The most challenging theme of the book is that the patriotic motive supposed to fuel the guerilla war has been so grossly overstated. The May rising and the defense of Zaragossa are the highly touted examples of Spanish patriotism. Yet, as Esdaile points out, after these two well known events, other evidence of Spanish patriotism of this kind is hard to find. Enlistment was always slow and desertion rampant. Despite a lot of posturing, the citizens of Madrid surrendered very quickly. Most local populations simply wanted to be left alone. There are even numerous examples of Spaniards asking for aid from the French in putting down local guerillas.
Even our image of the guerilla is a romantic creation, Esdaile argues. As they gained experience true guerilla bands adopted drill, uniforms, and linear tactics. Many so-called guerilla bands were, in fact, regular troops created when their parent armies or organizations were smashed. The image of the exotically dressed band firing from behind rocks and trees is more propaganda than portrait.

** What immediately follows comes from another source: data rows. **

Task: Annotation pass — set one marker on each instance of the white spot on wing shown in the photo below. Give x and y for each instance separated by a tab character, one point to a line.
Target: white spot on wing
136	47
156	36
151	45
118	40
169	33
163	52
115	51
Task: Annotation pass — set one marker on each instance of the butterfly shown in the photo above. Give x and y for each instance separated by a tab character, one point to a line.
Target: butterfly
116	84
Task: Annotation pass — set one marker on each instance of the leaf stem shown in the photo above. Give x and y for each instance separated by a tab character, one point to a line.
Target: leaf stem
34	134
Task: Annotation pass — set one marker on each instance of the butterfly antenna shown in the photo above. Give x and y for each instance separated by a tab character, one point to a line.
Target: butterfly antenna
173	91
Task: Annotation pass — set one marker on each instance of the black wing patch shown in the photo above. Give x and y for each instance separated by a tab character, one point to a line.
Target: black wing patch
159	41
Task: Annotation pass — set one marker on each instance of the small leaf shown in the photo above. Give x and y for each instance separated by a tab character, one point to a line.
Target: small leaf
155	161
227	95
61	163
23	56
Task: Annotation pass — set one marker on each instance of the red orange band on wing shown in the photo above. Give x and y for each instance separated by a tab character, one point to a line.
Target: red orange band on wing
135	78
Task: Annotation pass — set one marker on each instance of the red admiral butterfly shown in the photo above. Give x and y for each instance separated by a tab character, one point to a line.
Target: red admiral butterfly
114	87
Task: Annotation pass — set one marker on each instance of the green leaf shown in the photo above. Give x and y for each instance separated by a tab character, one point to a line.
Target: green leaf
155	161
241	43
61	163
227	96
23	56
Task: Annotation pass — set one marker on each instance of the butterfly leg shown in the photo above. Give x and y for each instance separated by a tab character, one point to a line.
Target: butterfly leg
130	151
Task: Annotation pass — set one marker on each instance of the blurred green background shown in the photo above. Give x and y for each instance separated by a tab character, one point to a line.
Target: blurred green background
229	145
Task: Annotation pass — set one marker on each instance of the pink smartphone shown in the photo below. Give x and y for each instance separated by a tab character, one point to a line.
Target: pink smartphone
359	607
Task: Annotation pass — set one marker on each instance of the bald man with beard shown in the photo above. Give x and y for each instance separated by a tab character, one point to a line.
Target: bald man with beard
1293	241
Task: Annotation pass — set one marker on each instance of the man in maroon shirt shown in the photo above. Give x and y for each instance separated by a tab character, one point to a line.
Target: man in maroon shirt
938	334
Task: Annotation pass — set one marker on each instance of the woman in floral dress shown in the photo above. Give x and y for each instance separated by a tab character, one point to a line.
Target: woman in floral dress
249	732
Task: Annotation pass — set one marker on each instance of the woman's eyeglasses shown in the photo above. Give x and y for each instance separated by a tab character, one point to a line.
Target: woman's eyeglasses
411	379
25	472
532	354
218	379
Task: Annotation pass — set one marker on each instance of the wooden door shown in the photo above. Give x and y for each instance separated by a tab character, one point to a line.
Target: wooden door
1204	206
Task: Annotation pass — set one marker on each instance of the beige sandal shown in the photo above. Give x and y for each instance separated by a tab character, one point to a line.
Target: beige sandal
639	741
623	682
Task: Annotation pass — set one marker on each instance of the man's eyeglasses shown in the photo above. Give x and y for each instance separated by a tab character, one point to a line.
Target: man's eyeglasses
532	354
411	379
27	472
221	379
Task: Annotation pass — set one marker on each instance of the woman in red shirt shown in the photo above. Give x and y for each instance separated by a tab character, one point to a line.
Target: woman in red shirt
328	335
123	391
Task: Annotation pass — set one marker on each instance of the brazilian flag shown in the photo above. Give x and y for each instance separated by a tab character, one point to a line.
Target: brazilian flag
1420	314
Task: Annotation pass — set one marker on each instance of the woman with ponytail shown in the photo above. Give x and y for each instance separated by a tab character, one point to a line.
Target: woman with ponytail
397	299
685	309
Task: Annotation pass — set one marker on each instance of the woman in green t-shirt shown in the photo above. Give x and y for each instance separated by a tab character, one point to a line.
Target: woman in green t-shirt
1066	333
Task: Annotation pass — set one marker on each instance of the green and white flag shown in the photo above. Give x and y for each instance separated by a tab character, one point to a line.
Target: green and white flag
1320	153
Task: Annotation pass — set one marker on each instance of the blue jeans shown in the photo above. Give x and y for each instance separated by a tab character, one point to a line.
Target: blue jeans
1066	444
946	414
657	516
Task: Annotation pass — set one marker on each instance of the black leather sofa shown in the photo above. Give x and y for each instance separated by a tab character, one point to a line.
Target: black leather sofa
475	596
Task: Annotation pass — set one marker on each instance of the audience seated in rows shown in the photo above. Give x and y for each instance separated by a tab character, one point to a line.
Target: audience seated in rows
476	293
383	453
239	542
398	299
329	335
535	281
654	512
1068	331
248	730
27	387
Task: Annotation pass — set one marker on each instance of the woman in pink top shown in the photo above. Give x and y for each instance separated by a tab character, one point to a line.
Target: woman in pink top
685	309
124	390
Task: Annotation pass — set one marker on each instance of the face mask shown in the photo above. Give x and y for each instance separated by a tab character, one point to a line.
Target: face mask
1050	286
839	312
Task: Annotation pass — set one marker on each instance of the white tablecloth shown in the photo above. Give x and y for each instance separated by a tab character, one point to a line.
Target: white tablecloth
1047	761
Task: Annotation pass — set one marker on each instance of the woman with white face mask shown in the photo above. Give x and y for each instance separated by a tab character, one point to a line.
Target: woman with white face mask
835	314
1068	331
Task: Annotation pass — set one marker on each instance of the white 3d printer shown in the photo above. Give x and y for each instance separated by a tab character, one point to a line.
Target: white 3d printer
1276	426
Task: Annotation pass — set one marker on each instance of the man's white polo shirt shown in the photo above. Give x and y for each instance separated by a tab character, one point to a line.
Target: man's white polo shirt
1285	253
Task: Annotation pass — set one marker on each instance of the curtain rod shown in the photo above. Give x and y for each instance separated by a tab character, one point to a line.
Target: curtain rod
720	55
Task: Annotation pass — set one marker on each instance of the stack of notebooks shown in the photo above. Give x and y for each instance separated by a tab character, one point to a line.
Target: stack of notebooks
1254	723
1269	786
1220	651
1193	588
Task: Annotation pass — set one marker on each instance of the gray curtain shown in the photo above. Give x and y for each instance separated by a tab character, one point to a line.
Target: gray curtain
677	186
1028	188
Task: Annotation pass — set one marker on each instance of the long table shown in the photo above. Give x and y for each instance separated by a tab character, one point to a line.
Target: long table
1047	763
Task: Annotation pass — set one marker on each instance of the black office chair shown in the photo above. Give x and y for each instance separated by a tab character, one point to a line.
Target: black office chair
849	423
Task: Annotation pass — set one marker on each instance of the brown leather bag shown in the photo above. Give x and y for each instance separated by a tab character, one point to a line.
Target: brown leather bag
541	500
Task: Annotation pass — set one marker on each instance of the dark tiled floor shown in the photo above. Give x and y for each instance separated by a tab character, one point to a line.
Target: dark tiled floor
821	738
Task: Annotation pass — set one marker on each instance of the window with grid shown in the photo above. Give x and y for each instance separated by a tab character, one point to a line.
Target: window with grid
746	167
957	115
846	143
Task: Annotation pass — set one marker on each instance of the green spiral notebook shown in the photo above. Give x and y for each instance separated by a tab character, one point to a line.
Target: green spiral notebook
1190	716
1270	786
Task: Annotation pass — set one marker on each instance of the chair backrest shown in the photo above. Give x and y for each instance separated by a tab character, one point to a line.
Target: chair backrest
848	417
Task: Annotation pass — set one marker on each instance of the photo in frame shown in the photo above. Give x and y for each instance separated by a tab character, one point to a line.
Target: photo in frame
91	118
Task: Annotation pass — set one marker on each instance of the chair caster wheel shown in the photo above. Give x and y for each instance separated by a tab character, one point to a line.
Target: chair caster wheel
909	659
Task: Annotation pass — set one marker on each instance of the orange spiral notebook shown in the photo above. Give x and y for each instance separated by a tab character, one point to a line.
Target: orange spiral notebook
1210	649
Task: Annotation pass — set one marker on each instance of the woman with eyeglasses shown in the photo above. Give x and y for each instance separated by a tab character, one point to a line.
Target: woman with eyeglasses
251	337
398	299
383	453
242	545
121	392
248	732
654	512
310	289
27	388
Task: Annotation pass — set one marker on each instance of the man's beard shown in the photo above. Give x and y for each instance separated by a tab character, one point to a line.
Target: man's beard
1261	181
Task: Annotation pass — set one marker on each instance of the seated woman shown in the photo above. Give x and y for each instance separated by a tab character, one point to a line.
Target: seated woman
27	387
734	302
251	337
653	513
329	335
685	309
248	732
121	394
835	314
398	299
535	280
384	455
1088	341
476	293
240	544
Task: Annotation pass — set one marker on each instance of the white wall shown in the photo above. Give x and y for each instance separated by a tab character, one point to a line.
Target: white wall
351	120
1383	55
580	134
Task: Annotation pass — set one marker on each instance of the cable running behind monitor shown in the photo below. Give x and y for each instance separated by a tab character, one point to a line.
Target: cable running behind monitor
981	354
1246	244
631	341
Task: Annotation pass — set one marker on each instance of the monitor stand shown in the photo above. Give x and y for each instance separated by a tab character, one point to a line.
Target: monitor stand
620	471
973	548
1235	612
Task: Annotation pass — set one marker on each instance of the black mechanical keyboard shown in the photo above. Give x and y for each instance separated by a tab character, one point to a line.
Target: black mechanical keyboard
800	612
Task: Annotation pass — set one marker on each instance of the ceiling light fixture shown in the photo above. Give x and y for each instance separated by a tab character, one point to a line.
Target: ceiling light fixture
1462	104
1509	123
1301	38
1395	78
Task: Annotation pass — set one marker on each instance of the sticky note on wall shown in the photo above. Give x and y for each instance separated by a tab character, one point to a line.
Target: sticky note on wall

And, as Esdaile notes, further confusion may be a result of the ambiguous use of the word guerilla. First, the French used the same word for guerillas as well as bandits, making it hard to sort out one from the other in their documents. Second, the word describes both a kind of irregular force, as well as a kind of tactic. Thus even reading reports requires very careful thought and analysis. A guerilla campaign may have been carried out by regular troops using specific tactics – attacking couriers and outposts, and so on. A more regular assault may have been carried out by irregular guerilla troops. Indeed, the guerillas even carried out several “sieges” (lacking artillery they were mostly unsuccessful – not having time to wait on starvation).
There is a great deal more to the book, and I heartily recommend it. It will certainly not be the last word on the subject. Indeed, it is barely the first. But then, many wars have begun with a smaller opening salvo than Esdaile provides here. But if you have an interest in the subject, and will read with an open mind, you will be amply rewarded.